少年シューゲイザー
亜保呂都留
少年シューゲイザー
靴を見ながら歩く。僕の靴の中にはシロクマがいる。正確に言えば、僕の真新しい革靴の中に敷いてある中敷きには、シロクマがプリントされている。僕は履いている紺の靴下、それと僕の足越しに、シロクマを見るのだ。
「シューゲイザー。」
ふいに隣から聞こえてきた声に顔を上げる。
「何靴見ながら歩いてんの、そんなに地面に落ちてるかもしれないガムが怖いか?」
そう言ってぷくぅと紫がかったピンクのガムを膨らませた。栗の渋皮のような色の後ろに軽くなでつけられた髪がふわりと揺れていた。
「違う、僕はただ、シロクマを見ていた、だけ。」
少しだけ、馬鹿にされたような気がして、僕は掠れ気味の声で強く否定した。すると、彼は目をまんまるく見開いて大袈裟に驚くような素振りを見せ、赤いフレームの眼鏡の奥で破顔した。
「シロクマァ?キミ、足にシロクマ飼ってんの?」
にやにやしながら聞いてくる。
「ん、えと、靴の中敷き。シロクマの絵が描かれてるの。」
「それで靴見てたの?」
にやにやと。段々近づいてきている気がする。手と手が今にも触れ合いそうだ。
「う、うん。」
なんだかとても恥ずかしくなってきた。
「きみ、なんか、面白そうだ!」
ずいっと距離を縮められる。
「ぼくはトロイだ。きみは?」
「
やっぱり馬鹿にされてるのだろうか。確かに靴の中敷きにプリントされたシロクマを想いながら靴を見詰め歩く僕は少し頭が弱いように思える、でもそれで本人が幸せなんだから、とやかく言う必要はないじゃないか。それに、俯きがちに歩いている人なら僕以外にも、例えば向こう側の歩道でねむそうに歩いてる子とか、とにかく何人かいるじゃないか。なんで僕に声をかけたんだ。嬉しいけど。転校初日で、声をかけてくれるのはとても嬉しいのだけれど...!
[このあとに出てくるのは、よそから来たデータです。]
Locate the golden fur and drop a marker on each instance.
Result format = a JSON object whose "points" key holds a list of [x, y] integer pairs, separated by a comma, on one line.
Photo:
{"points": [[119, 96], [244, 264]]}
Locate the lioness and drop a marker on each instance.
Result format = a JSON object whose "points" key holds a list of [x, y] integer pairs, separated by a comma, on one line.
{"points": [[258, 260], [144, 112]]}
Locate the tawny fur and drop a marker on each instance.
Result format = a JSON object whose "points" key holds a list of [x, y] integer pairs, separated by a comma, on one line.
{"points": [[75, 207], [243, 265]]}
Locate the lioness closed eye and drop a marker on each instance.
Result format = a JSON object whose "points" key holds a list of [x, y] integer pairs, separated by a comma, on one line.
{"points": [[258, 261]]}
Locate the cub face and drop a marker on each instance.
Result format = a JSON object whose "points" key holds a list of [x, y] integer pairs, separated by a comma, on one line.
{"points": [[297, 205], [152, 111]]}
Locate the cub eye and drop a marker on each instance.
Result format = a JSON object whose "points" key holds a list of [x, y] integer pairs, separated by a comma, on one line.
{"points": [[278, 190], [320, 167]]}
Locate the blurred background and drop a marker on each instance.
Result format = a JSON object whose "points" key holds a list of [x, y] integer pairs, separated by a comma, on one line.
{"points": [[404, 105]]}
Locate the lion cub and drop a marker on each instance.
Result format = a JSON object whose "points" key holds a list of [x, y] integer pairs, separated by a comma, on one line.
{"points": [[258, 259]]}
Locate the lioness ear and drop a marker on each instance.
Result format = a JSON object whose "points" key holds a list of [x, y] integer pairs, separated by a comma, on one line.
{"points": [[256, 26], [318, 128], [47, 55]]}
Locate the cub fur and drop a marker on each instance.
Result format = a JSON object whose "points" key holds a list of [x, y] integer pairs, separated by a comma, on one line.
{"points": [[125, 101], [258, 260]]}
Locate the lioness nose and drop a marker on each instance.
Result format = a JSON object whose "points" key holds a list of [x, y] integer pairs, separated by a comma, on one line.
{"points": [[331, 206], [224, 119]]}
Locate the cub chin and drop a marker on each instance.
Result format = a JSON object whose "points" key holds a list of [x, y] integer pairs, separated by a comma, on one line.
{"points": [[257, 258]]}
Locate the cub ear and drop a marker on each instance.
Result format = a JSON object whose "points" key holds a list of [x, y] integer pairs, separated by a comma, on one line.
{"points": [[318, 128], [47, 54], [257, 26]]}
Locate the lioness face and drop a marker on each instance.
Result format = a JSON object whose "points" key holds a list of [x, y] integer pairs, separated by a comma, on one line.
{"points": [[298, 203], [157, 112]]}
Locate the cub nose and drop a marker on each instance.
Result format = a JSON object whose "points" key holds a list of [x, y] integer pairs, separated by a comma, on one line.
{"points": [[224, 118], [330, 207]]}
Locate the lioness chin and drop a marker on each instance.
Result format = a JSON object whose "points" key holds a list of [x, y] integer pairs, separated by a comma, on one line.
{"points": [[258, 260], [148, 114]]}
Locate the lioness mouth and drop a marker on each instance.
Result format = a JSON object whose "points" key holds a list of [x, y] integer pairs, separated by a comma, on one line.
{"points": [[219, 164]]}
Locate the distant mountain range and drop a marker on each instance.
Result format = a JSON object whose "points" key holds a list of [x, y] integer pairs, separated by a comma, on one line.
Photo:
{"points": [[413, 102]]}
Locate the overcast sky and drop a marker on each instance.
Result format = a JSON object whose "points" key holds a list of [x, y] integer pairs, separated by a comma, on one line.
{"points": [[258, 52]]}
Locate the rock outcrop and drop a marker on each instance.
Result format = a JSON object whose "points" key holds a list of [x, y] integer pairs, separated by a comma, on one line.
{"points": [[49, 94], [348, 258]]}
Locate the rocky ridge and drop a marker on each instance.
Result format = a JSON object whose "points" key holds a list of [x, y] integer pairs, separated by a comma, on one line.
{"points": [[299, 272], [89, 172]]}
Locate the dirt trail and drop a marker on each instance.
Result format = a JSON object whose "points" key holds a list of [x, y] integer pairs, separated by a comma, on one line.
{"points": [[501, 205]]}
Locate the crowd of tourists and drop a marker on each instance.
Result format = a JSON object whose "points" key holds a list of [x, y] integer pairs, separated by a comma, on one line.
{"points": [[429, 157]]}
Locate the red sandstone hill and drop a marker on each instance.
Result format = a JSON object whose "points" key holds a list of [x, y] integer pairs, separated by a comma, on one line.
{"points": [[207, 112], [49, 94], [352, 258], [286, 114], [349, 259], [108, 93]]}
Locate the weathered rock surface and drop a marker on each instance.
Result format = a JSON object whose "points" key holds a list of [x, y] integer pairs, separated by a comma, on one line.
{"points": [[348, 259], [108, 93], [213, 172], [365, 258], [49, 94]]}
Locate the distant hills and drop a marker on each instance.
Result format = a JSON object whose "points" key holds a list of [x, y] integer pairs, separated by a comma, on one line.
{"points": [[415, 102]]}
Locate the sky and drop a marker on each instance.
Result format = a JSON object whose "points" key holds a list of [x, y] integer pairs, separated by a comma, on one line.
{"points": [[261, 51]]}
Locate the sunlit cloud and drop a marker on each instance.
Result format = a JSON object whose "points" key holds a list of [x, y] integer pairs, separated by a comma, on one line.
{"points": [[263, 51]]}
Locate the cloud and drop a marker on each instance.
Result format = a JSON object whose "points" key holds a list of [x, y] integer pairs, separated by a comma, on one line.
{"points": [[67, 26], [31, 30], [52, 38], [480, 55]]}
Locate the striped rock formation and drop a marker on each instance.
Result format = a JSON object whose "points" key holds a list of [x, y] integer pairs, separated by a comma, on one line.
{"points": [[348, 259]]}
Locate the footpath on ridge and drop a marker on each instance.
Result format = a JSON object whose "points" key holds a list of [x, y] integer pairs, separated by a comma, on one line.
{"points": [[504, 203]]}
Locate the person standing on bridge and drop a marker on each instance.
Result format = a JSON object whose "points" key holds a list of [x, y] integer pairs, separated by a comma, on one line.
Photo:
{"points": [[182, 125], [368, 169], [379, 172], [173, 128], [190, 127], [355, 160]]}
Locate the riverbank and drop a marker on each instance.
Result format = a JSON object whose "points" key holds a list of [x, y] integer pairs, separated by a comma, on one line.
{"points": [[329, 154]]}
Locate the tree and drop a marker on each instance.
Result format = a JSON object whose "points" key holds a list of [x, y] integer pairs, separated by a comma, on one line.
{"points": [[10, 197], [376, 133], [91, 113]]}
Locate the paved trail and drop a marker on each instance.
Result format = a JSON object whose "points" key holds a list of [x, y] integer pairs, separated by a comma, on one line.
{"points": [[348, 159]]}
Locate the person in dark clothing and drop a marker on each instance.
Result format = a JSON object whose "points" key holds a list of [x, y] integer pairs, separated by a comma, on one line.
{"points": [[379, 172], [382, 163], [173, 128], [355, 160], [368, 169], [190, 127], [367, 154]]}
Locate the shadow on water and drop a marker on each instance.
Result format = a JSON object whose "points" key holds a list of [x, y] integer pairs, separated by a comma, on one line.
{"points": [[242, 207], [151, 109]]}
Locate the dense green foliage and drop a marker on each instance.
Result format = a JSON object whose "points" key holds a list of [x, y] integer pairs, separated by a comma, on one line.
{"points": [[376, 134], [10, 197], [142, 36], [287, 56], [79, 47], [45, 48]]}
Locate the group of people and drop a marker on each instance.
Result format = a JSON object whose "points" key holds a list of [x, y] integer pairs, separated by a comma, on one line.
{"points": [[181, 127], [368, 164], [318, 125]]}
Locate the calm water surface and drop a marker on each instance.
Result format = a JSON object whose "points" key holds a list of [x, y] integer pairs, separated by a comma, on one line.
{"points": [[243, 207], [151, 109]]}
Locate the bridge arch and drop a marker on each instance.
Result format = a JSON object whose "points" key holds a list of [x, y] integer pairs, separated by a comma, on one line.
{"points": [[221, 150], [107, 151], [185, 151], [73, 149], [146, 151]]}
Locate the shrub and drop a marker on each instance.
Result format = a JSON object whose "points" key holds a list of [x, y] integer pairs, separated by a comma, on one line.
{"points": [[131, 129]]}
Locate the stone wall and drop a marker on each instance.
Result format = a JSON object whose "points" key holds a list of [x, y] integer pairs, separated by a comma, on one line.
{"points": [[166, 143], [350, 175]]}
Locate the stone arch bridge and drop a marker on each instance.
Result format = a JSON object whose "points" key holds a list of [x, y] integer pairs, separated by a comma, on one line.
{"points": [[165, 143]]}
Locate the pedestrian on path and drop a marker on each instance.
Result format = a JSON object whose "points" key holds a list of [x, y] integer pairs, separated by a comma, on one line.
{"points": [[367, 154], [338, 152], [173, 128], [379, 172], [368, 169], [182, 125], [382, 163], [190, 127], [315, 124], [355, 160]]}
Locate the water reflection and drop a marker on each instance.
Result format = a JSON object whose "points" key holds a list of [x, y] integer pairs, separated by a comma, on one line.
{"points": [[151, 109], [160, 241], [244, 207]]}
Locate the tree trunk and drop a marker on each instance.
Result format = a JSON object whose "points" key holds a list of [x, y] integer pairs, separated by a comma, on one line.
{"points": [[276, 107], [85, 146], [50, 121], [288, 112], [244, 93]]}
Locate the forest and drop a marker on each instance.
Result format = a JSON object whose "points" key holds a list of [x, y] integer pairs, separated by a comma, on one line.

「ん?なんでそんなにじっと見るの。ぼくの顔がそんなに美しいか?...ああ、ほら、もう行かないと。時間ないよ。」
ほらほら、と僕を急かす。細く薄いだけど温かな指が手首に絡み付いて、引っ張られる。
今日初めて見上げた空は、澄んだ海のように青くどこまでも広がっていて、きっと一生この光景は忘れられない、そう思えた。その瞬間、この世の何よりも美しく見えた空と、その下で跳ねる茶色い髪の毛、白い背中。まるで絵画のようだった。